Google has recently gone a step forward in providing reliable and accurate news from its app. Google Chief Sundar Pichai unveiled the company’s updated news app, stating that the app now displays news topics that are important to the user, while providing a full range of perspectives of events.
Product chief Trystan Upstill said the news app “uses the best of artificial intelligence to find the best of human intelligence, the great reporting done by journalists around the globe.”
The app grants users access to the news on a personalized level, displaying topics that the user enjoys as well as top stories for all readers. “Having a productive conversation or debate requires everyone to have access to the same information,” said Upstill. While he and many others are hopeful about the prospect of unfiltered, unbiased information, many have expressed concerns over the future of journalism and the effort to replace human editors with machine curators.
“There’s been a fantasy of personalized news for a long time,” said New York University Journalism Professor Meredith Broussard. “Nobody has ever gotten it right. I think that news designers and home page editors do a good job of curating already.”
In the newly updated app, users can sign up for subscriptions at the virtual newsstand using their Google accounts. This will enable direct communication between the user and publishers.
“For many years, Google refused to share ad revenues with news organizations on the grounds that Google was driving traffic to them, and that it was up to those organizations to figure out how to monetize that traffic,” said Northeastern University Journalism Professor Dan Kennedy. “Now, with more than 90 per cent of all new digital ad revenues going to Google and Facebook, Google is finally acknowledging that it’s time to try something else.”

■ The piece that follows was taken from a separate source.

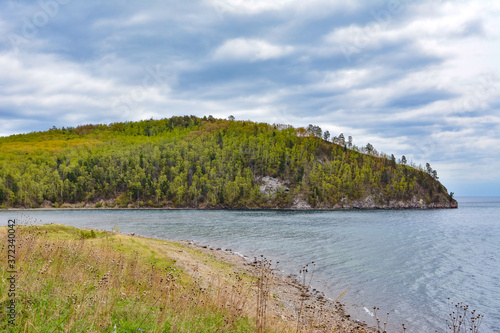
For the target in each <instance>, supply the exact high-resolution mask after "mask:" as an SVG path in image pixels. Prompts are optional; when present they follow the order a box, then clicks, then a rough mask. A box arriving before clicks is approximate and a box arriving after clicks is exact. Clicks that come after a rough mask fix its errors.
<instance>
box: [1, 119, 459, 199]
mask: <svg viewBox="0 0 500 333" xmlns="http://www.w3.org/2000/svg"><path fill="white" fill-rule="evenodd" d="M329 139H330V134H329V133H328V131H327V132H324V133H323V132H322V130H321V128H319V127H318V126H314V125H309V126H308V127H306V128H294V127H292V126H287V125H276V124H275V125H270V124H265V123H255V122H251V121H236V120H234V117H232V118H230V120H224V119H215V118H213V117H211V116H209V117H203V118H198V117H195V116H184V117H172V118H169V119H161V120H145V121H139V122H123V123H113V124H109V125H103V124H99V125H83V126H78V127H76V128H73V127H67V128H64V127H63V128H55V127H53V128H52V129H50V130H48V131H42V132H33V133H29V134H24V135H13V136H9V137H4V138H0V205H1V206H2V207H26V208H28V207H40V206H42V205H47V204H48V205H52V206H53V207H60V206H63V205H64V204H77V203H90V204H95V205H97V207H99V206H101V205H108V206H114V207H130V206H133V207H179V208H187V207H195V208H275V207H280V208H287V207H291V206H292V205H293V203H294V201H295V200H297V198H299V199H301V200H304V201H305V202H307V203H308V204H309V205H310V206H312V207H316V208H329V207H334V206H335V205H341V204H344V203H346V202H352V201H353V200H359V199H362V198H365V197H367V196H370V195H374V196H375V197H376V198H377V200H378V201H380V203H386V202H389V201H391V200H410V199H411V198H413V197H415V196H416V197H418V198H422V199H424V200H425V201H426V202H428V203H430V202H443V201H447V200H452V199H451V197H450V195H449V194H448V193H447V191H446V188H444V187H443V186H442V185H441V183H439V181H438V180H437V174H436V175H435V176H434V175H433V172H434V170H432V169H431V172H430V173H429V172H426V171H425V170H423V169H422V168H416V167H414V166H409V165H407V164H406V158H404V163H403V159H402V160H400V161H396V160H395V158H394V156H391V157H388V156H387V155H385V154H379V153H377V152H376V150H375V149H372V148H370V147H362V148H358V147H356V146H354V145H353V144H352V137H349V138H348V139H347V140H346V139H345V138H344V135H343V134H341V135H339V136H338V137H334V138H333V139H332V140H331V141H330V140H329ZM429 168H430V166H429ZM263 177H273V178H276V179H278V180H279V181H280V184H282V185H281V186H280V187H279V188H277V190H276V191H275V192H274V193H271V194H270V193H265V192H263V191H261V185H262V178H263Z"/></svg>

According to Professor Nicholas Diakopoulos of Northwestern University, the true impact of these changes remains to be seen. “Maybe it’s good for the big guys or the ones who have figured out how to game the algorithm, but what about the local news sites? What about the new news sites that don’t have a long track record?”
Diakopoulos maintains that while Artificial Intelligence offers some advantages in news curation, people still need to be involved. “You need to reflect human values, editorial values… You can’t quantify every aspect that might be important to an editorial decision.”